Dans sa belle biographie, Sophie Doudet ramène vers notre époque cette femme d’exception et pionnière que fut Madame de Staël. Calée dans les coussins de berlines à chevaux elle a traversé l’Europe. Elle a su séduire et ronger son frein, mettre à mal le maître du monde et bien sûr écrire. Son romantisme fut autant capable — dans ses romans — de donner une certaine image de rêve afin de cultiver la perfection de l’intime que — dans ses essais — de faire sauter les verrous d’idéologies rétrogrades qu’elle contribua à miner dans l’émergence d’un féminisme dont elle fut la « première fleur vivante » (M-L Dagoit).
La confidente de Benjamin Constant sut mettre à jour un ordre inédit. Napoléon ne lui pardonna pas, mais elle obtient néanmoins divers appuis. Elle anticipa la dénonciation de bien des postures et impostures : l’intime comme “l’extime” reste chez elle décalé. La « parure » dans ses romans et ses essais est autant un frêle bouclier qu’une métaphore loin des idéologies du marivaudage.

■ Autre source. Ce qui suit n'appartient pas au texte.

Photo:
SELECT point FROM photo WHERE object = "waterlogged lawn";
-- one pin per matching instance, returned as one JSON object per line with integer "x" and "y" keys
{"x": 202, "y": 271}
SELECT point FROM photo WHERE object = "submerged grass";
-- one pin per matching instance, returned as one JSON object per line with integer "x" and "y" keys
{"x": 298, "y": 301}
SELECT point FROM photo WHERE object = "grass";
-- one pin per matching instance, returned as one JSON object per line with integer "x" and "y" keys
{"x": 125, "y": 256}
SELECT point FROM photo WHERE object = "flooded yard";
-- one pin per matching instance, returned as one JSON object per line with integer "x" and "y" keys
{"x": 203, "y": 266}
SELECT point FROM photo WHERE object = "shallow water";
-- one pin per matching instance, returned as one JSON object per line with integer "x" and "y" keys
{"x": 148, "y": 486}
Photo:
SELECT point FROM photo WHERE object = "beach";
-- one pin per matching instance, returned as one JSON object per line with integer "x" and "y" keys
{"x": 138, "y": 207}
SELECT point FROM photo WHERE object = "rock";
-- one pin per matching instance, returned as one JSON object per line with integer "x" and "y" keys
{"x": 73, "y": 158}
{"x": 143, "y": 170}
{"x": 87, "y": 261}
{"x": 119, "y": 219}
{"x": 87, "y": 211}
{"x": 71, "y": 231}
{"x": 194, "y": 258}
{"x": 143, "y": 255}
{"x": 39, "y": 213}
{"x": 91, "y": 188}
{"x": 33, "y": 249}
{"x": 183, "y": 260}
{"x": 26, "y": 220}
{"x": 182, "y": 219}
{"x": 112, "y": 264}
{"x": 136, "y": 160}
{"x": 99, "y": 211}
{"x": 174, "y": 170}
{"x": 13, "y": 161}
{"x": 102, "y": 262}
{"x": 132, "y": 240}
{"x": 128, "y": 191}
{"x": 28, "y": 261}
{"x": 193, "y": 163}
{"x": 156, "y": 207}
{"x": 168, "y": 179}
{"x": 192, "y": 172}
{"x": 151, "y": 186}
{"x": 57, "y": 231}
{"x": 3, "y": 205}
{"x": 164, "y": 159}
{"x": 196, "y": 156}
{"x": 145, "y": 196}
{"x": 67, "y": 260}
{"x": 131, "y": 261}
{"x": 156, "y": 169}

Le texte de la biographe est à l’image de son héroïne : il est allègre, vivant, se lit comme un livre d’aventures et se dégage de tout pensum.
Cette vivacité d’écriture est un bain de jouvence et un plaisir de l’esprit.
jean-paul gavard-perret
Sophie Doudet, Madame de Staël, inédit, Gallimard, Folio, Paris, 2018, 304 p.